From the primary documents we have, Murrieta did not have a horse named Tornado. Even the original McCulley stories did not have a horse named Tornado. McCulley wrote about a “black horse,” with a lot of speed. The origins to Tornado are actually in the Disney TV series (1958–1959). That’s the first time Zorro’s horse gets a name.
However, in John Rollin Ridge’s novel, Life and Adventures of Joaquin Murieta (1854) there are several passages that seem “Tornado-esque.” For instance, in a description of Three-Fingered Jack (Murrieta’s famed bandit colleague) we read: “To see this man, with his large and rugged frame in which the strength of a dozen common men slumbered — his face and forehead scarred with bullets and grooved with the wrinkles of grim thoughts, and his intensely lighted eyes glaring maliciously, like caverned demons, under his shaggy brows — to see such a man mounted upon a raven-black horse whose nostrils drew air like a gust of wind into his broad chest, whose wrathful hoof pawed the ground as if the spirit of his rider inspired him, and whose wild orbs rolled from side to side in untamable fire — would aptly remind one of old Satan himself, mounted upon a hell-born beast, after he had been ‘let loose for a thousand years.’”
That seems pretty Tornado-like to me!
-6. I think Murrieta was one of a few sources for Zorro. Who were the others? What were their stories?

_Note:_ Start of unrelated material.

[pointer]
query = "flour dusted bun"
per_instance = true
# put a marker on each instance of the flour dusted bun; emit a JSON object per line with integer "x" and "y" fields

Yes, there is a debate about whether Murrieta is the only inspiration for Zorro. If we go even farther back, we find William Lamport (1611–1659) an Irish-born adventurer who entered the Spanish court and then traveled to Mexico. He was captured and imprisoned by the Mexican Inquisition for more than a decade for a plot to overthrow the Spanish Crown. He was burned at the stake. Some scholars have pointed out similarities in the life of Lamport and the fictional Zorro. Closer to California, two other bandits often are mentioned. The first is Salomon Pico (1821–1860), a bandit who had a wealthy background, which some have said seems more a match with the aristocratic heritage of the Zorro legend. The other is Tiburcio Vasquez (1835–1875), a bandit who was active in California slightly after Murrieta. Both Murrieta and Vasquez have natural parks and geographies named after them.
The Murrieta legend stuck because of the Ridge novel. Murrieta became a symbol for the wrongs done to Mexicans and Mexican-Americans in the years after the Mexican-American War. Pico and Vasquez also enjoyed fame, but Murrieta’s legend continues to grow and change. Even now, there is an annual Horse Ride and celebration of Murrieta in the Fresno area. There is an International Association of the Descendants of Joaquin Murrieta that promotes the memory of the folk hero. The enduring story about Murrieta makes it more likely that Johnston McCulley drew from the more well-known tales of Murrieta in crafting Zorro.
And there is a larger issue. Joaquin Murrieta’s head was supposedly cut off by California Rangers and put into a jar. For years after, the head was displayed for the morbidly curious to see. The legend has it that the head made it into San Francisco museum, but was lost after the 1906 earthquake. Murrieta symbolizes the racial violence that characterized the Old West, but also the way in which this violent history has been cut off from the broader stories we tell of American history. In the same way the history of Murrieta has been cut off from the history of Zorro and popular culture, the history of Mexican-Americans has been lopped off from the story of America. It’s time we tell better stories.